İdealler, gerçeklerden daha kıymetli ve asildir. Türkiye’nin son zamanlarda yani özellikle neredeyse çeyrek asra denk gelen AK Parti iktidarı süre zarfındaki eğitim reformları, bir anlamda eski Türkiye’nin eğitim alanındaki yetersizliklerinin lojistik olarak giderilmesine yönelik büyük bir alt yapı çalışmasına ve seferberliğine dönüşmüştür. Eğitim kadrosuyla, okul imkânlarıyla, teknolojik donanımlarla gidilmedik il, ilçe, bucak ve köy kalmamış, eğitim alanında 2000’li yılların başında neredeyse enkaz olarak devralınan eğitim faaliyetine, AK Parti dönemiyle birlikte hiçbir lojistik çaresizliğe izin verilmemiştir. Tabi ki tamamlanan çoğu fiziki imkân noktasındaki bu reform ve çağa uyum sağlama çabaları, Türkiye Yüzyılı’nın devrim niteliğindeki zihinsel formasyonuna önemli bir başlangıç adımı yani hazırlık teşkil etmiştir. Artık engellenemez medeniyet gelişimi başlamıştır ve yarınlar dünyadaki yerinin bilinciyle, zamanın merkezinde olacak Türkiye Yüzyılı kuşağınındır.
"TÜRKİYE YÜZYILI, EĞİTİM ALANINDA BÜYÜK HAMLELERE ŞAHİTLİK EDECEK"
Türkiye Yüzyılı kuşağı, ahlâk, fazilet ve hamiyetle kendini dünya perspektifinde mağrur hissedecek bir kuşaktır. Anadolu’nun yurt edinildiği bin yıllık tarihi gerçekliğin milli, manevi bilinç ve varlığın sonucu, inkâr edilemez tarihi hakikatin yeni nesillere en büyük ilhamıdır. Türkiye Yüzyılı eğitim felsefesinin kurucu bilinci insandır. İnsanın şartları, yaratılışının getirdiği gerçeklik, genç Türkiye Yüzyılı kuşağının acıları, sevinçleri, kazanımları ve hayal kırıklıklarıyla bu topraklara mensup olmanın devlet ve iktidar nezdindeki Büyük Empati’sidir.
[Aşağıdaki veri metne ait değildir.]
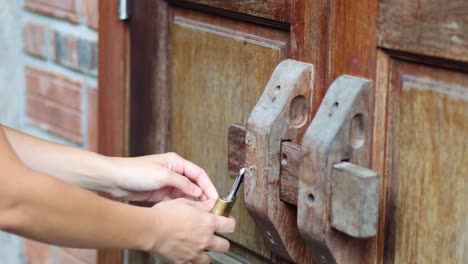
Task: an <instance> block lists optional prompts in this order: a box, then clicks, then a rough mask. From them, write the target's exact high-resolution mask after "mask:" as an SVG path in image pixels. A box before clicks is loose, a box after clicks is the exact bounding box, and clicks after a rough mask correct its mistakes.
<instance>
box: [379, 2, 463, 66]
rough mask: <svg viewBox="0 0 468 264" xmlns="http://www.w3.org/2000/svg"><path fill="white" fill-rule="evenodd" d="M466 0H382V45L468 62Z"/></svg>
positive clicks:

Bu Büyük Empati Cumhurbaşkanımız Sayın Recep Tayyip Erdoğan’dan başlayarak her bir yetki sahibini, her bir vatandaşın ve her bir anne ve babanın genç nesiller için akıttığı gözyaşı kadar kutsal ve değerlidir. Bu Büyük Empati, genç nesillerin hata yapma özgürlüğü veya doğruyu bulma noktasındaki en büyük duygu birlikteliğidir. İşte tarihin eğitim alanında daha büyük hamlelere şahitlik edeceği Türkiye Yüzyılı, genç nesillerin milli, adil ve demokratik değer yargılarının güvencesi olan Büyük Empati’nin derinliğinde yeni ufuklara açılacaktır.
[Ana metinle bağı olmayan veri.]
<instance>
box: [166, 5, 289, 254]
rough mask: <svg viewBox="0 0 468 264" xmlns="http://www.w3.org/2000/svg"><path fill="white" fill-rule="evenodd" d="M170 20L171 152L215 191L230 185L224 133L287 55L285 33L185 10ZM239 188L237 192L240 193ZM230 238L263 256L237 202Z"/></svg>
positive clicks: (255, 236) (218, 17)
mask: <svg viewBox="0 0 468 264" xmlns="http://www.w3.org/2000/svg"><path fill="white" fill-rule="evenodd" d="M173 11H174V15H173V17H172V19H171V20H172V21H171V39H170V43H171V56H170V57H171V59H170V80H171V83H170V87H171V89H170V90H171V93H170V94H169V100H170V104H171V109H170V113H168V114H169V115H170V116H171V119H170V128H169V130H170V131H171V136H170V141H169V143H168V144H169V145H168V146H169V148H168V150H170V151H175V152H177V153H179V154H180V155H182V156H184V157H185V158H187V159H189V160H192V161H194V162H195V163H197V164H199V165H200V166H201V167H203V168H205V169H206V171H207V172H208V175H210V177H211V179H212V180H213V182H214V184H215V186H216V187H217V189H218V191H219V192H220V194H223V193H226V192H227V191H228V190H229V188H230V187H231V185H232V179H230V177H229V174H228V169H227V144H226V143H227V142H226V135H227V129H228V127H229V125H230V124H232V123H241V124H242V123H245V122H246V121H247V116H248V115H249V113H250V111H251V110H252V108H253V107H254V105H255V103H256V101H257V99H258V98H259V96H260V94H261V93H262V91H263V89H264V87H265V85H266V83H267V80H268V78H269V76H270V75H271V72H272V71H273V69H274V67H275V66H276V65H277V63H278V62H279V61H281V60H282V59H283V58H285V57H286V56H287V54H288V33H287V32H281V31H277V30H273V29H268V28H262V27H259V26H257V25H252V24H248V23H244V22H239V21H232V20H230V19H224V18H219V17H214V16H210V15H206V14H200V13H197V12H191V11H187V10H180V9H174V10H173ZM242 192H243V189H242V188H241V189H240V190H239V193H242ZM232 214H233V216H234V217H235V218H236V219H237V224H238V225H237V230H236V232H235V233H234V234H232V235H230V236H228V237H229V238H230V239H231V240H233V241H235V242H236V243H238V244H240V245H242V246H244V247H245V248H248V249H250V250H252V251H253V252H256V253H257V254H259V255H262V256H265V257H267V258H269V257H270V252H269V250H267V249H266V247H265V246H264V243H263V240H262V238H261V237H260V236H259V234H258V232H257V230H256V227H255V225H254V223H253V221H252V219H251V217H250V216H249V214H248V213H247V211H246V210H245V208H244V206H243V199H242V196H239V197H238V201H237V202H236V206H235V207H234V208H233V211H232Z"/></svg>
Eğitim alanındaki yeni ve devrim niteliğindeki hamleler, genç nesillerin bireysel farklılıkları ve yeteneklerinden ilham alıp, modern çağa ilişkin teknoloji, bilişim ve kendini gerçekleştirme arzusunu temin etmelerine yönelik olarak Büyük Empati ’ye emanet edilecektir. Bu emanet ediliş, medeniyet dairesini kaybetmeden dünyaya seyirci kalmayan; bizatihi değişimin merkezinde ve değişime vesile olan genç kuşakların varlığıyla kendini gösterecektir. Sadece günceli kendine konu edinmeyecek olan Türkiye Yüzyılı kuşağı, değişenin içinde değişmeyen özü muhafazaya odaklı, mutlak bir değişme aruzuyla değil, hakkaniyetten yana değişme arzusuyla, mutlak bir modernleşmeye ve konformizme değil; medeniyet ve tarih temelli milli/manevi bilince daha doğrusu kendi yüksek farkındalığına güvenen bir kuşak olacaktır.
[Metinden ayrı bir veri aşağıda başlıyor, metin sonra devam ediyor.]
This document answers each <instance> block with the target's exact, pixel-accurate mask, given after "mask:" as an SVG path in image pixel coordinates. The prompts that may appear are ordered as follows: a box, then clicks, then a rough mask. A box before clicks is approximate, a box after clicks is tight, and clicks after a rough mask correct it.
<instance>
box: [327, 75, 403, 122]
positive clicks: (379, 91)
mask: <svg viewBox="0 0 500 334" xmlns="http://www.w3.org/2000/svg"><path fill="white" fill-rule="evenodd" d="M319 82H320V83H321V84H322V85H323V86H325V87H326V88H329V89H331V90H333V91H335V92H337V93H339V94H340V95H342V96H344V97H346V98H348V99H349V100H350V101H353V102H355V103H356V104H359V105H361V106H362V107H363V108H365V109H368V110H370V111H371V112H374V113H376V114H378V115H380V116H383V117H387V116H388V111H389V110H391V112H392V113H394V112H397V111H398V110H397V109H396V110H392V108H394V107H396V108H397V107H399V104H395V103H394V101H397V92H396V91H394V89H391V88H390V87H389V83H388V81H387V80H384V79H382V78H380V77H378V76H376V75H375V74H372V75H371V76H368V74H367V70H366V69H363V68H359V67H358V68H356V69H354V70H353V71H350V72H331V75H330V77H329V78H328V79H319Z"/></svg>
"EĞİTİM FELSEFESİ BÜYÜK EMPATİ OLACAK"
Yeni Türkiye Yüzyılı’nın eğitim felsefesi Büyük Empati olacaktır. İnsan varlığının değeri, gelişim şartları, çağın ve zamanın ruhunun getirdikleri, özgürlük ve hakkaniyet ölçüsünde yeni nesillerin yarınları adına geliştirilecek eğitim modellerinin aynı zamanda dünyayı değiştirmesi idealiyle yan yanadır. Bu bir beklenti değildir. Bu, Mehmet Âkif’in Asım nesli dediği neslin tevarüs etmiş milli ve manevi bilincinin bir medeniyet iddiasıyla yürürlükte oluşu, yüzyılları hatta uygarlık temelli düşünüldüğünde bin yılları medeniyet yörüngemizde muhafaza eden fiiliyattır.